Ali Vanderveld is Head of Data Science at ShopRunner, where her team leverages data from a network of over 140 retailers to build products for their 6 million members. Prior to ShopRunner, she was a staff data scientist at Civis Analytics, a consulting and software startup that helps companies, nonprofits, and political organizations better utilize their data. She has also worked at Groupon and as a technical mentor for the Data Science for Social Good Fellowship. Ali has a PhD in theoretical astrophysics from Cornell University and got her start working as an academic researcher at Caltech, the NASA Jet Propulsion Laboratory, and the University of Chicago, working on the development teams for several space telescope missions, including ESA’s Euclid.

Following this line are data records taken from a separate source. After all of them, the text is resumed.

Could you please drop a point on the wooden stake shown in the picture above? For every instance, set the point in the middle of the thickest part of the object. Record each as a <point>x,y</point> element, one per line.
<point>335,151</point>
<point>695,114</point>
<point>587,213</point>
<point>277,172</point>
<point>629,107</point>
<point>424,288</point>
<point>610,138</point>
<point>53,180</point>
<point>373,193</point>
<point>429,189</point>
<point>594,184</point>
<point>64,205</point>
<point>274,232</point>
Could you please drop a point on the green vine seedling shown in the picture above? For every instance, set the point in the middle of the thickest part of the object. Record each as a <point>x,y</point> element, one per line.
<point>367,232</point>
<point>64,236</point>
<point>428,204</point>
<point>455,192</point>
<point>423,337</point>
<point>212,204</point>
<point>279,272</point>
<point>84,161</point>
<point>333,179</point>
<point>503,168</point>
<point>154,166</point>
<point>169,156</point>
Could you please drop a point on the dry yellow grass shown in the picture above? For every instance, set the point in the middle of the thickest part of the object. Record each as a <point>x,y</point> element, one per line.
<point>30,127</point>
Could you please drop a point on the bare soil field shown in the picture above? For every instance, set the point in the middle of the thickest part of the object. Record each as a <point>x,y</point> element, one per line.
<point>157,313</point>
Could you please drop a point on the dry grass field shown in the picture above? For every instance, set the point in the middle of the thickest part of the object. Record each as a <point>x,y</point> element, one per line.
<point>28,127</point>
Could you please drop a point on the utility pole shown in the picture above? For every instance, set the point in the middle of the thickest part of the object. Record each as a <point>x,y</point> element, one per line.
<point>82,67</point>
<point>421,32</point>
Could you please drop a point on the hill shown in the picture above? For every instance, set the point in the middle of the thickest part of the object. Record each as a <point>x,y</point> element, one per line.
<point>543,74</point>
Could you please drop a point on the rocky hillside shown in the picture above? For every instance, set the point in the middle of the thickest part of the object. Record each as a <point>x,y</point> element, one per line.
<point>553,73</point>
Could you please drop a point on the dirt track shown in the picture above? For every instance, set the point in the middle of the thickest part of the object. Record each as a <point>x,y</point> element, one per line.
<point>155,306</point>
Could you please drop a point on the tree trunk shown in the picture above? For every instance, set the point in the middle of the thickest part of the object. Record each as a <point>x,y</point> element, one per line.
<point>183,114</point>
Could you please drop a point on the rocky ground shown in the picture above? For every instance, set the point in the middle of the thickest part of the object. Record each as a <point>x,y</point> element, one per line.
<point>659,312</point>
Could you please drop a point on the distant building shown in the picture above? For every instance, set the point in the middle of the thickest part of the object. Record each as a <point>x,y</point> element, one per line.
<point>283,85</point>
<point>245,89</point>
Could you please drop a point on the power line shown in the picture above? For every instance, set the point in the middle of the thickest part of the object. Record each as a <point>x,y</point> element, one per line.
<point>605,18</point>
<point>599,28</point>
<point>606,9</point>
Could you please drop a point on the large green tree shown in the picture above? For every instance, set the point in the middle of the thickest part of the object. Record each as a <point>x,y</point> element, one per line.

Veysel Kocaman, PhD Senior Data Scientist at John Snow Labs
Spark NLP for Healthcare: Lessons Learned Building Real-World Healthcare AI Systems
At the conference, the speaker will review case studies from real-world projects that built AI systems using Natural Language Processing (NLP) in healthcare. These case studies cover projects that deployed automated patient risk prediction, automated diagnosis, clinical guidelines, and revenue cycle optimization. He will also cover why and how NLP was used, what deep learning models and libraries were used, and what was achieved. Key takeaways for the conference attendees will include important considerations for NLP projects including how to build domain-specific healthcare models and using NLP as part of larger and scalable machine learning and deep learning pipelines in distributed environment.
Veysel Kocaman is a Senior Data Scientist and ML Engineer at John Snow Labs and have a decade long industry experience. He is also pursuing his PhD in CS as well as giving lectures at Leiden University (NL) and holds an MS degree in Operations Research from Penn State University. He is affiliated with Google as a Developer Expert in Machine Learning.